“Is Coinbase siphoning value from Ethereum and using the proceeds to buy bitcoin?” he asked, framing the decision as evidence that roll-ups can divert economic gravity away from ETH toward alternative assets. Coinbase’s July 31 X post confirms the bitcoin accumulation: 11,776 BTC held at a $740 million cost basis, now valued at $1.26 billion.
Buterin acknowledged that frequent ZK proofs remain costly—single submissions today consume roughly 500,000 gas—yet anticipated near-term aggregation of many roll-up proofs into one, uploaded “once per slot,” unlocking near-instant cross-L2 liquidity while keeping Ethereum the settlement and asset-issuance hub. In his view, technical convergence on validity proofs will erode the advantage of centralized multi-sig bridges that Thorn decries, restoring both security and economic alignment.

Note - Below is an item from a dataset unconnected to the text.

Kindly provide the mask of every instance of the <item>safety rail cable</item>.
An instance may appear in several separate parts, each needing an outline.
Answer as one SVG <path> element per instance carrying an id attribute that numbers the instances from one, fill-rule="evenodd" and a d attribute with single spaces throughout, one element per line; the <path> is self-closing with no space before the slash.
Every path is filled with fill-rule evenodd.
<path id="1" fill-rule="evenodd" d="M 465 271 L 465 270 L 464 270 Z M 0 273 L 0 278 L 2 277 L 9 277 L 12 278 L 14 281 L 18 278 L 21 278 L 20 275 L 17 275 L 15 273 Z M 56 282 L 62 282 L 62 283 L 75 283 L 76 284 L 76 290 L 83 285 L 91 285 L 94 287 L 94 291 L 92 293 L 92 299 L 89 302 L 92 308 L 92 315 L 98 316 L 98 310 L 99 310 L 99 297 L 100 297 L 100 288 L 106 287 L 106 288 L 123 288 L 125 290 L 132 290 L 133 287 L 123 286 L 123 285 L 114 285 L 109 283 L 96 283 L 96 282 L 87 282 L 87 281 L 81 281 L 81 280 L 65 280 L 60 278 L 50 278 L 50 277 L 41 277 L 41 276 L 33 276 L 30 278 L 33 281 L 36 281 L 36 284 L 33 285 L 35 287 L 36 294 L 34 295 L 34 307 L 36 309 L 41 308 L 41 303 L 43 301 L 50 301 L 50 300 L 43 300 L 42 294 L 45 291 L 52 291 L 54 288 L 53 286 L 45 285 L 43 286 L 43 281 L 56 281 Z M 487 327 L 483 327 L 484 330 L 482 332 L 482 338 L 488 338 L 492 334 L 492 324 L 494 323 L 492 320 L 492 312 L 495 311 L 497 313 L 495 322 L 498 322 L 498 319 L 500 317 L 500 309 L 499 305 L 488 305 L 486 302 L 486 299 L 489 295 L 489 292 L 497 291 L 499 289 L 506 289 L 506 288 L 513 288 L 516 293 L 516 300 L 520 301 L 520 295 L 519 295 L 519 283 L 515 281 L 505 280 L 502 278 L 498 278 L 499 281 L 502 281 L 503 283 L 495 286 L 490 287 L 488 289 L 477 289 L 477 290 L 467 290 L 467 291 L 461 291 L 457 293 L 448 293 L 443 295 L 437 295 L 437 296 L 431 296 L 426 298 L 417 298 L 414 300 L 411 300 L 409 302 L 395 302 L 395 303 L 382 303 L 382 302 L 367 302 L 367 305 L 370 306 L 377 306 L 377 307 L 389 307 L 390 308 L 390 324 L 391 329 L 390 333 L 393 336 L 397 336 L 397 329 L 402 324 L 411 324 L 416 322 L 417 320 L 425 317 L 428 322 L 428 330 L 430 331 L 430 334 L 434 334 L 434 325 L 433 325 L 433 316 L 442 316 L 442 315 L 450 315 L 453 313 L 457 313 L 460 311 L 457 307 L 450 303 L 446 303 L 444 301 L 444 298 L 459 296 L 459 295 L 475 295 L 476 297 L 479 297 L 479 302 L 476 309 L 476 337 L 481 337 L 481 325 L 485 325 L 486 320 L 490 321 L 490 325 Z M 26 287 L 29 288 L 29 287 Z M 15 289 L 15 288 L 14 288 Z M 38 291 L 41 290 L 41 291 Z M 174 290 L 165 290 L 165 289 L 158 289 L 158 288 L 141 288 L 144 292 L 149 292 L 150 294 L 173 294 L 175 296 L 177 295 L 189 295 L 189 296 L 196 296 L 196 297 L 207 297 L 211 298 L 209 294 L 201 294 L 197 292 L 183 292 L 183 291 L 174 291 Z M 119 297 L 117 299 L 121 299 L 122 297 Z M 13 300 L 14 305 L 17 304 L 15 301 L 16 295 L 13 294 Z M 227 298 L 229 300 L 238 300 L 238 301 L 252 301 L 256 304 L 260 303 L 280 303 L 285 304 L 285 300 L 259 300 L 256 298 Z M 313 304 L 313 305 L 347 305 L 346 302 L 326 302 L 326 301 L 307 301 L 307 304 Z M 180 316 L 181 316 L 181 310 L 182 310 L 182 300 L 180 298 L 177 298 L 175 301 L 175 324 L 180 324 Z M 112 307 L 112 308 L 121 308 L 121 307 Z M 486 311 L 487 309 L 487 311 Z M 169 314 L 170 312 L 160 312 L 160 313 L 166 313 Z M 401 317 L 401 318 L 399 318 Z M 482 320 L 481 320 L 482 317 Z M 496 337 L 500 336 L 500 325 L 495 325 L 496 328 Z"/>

For now the gulf between the two perspectives remains. Thorn views the status quo as extraction: centralized sequencers capture margins while remitting negligible fees to stakers, and governance remains anchored in corporate committees rather than permissionless validators. Buterin counters that the pathway to stronger alignment lies through cryptographic engineering that removes the week-long friction keeping capital parked in L2 coffers. Whether economics or engineering wins the argument may hinge on how quickly roll-ups can deploy cheap ZK systems— and whether users will wait for the upgrade or continue rewarding the most profitable sequencers in the meantime.
At press time, ETH traded at $3,841.